Le conventionnement des médecins libéraux avec l’assurance maladie, un levier de rationalisation inexploité
En effet, nos médecins dits libéraux ne le sont pas vraiment. Ils dépendent d’une clientèle payée par la collectivité à travers le conventionnement précité. Quel médecin pourrait vivre décemment sans garantir un tarif remboursé à ses patients en dehors de quelques quartiers cossus de grandes villes ?
Or, ce conventionnement est aujourd’hui essentiellement à sens unique. Contrairement à la logique d’un contrat classique qui répartit de façon équilibrée les droits et les devoirs entre les contractants, le conventionnement avec l’assurance maladie pose peu d’obligations aux médecins libéraux en dehors des tarifs fixés par la convention, tarifs qui peuvent néanmoins faire l’objet de dépassements d’honoraires en s’installant en « secteur 2 » pour certains d’entre eux.
Or, cette situation est singulière par rapport à d’autres professionnels de santé soumis à des obligations bien plus strictes dans une logique d’intérêt général. Il en va ainsi des pharmaciens, des infirmiers libéraux ou des kinésithérapeutes. Les mesures incitatives ayant globalement échouées, pourquoi les médecins libéraux échapperaient-ils à cet encadrement qui permet une meilleure répartition de l’offre médicale sur tout le territoire ?
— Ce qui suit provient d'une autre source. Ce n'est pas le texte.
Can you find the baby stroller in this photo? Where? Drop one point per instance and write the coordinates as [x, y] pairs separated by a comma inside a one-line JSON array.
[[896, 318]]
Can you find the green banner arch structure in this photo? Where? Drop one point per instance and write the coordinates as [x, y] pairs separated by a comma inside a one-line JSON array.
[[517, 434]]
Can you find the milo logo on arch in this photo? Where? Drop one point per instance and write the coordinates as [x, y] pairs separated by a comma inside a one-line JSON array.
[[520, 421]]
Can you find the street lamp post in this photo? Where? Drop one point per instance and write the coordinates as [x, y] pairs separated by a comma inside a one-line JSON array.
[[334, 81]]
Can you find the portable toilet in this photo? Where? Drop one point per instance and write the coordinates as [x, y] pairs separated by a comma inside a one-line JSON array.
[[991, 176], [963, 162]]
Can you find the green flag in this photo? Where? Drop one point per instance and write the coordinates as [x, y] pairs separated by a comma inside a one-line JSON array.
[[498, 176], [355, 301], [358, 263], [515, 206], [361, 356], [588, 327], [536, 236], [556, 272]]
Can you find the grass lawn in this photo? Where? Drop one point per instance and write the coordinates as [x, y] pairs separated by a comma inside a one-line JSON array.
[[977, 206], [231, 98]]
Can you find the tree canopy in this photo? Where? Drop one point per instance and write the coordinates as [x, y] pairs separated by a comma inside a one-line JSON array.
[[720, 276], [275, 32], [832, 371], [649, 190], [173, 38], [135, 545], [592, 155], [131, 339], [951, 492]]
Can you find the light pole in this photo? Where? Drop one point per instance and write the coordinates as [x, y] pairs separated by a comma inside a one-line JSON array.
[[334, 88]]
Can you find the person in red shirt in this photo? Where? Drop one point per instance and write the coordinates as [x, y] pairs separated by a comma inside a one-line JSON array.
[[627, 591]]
Redéfinir les droits et les devoirs des médecins libéraux dans le cadre du conventionnement avec l’assurance maladie permettrait de rééquilibrer l’offre de soins avec l’hôpital tout en augmentant significativement leurs revenus
Une sortie par le haut de cette crise pourrait ainsi passer par une redéfinition des droits et des devoirs des médecins libéraux conventionnés avec l’assurance maladie, soit l’argent des Français. Il s’agirait de répondre favorablement à une forte hausse des tarifs conventionnés des consultations versus une liberté d’installation encadrée en début de carrière (6 premières années par exemple) excluant les zones surdotées et un rétablissement des obligations de garde. Le coût moyen d’un passage aux urgences étant estimé à 250€, cela laisse une grande marge de négociation pour revaloriser les revenus des médecins libéraux tout en répondant au moins partiellement au déséquilibre entre l’offre de soins de ville et hospitalière.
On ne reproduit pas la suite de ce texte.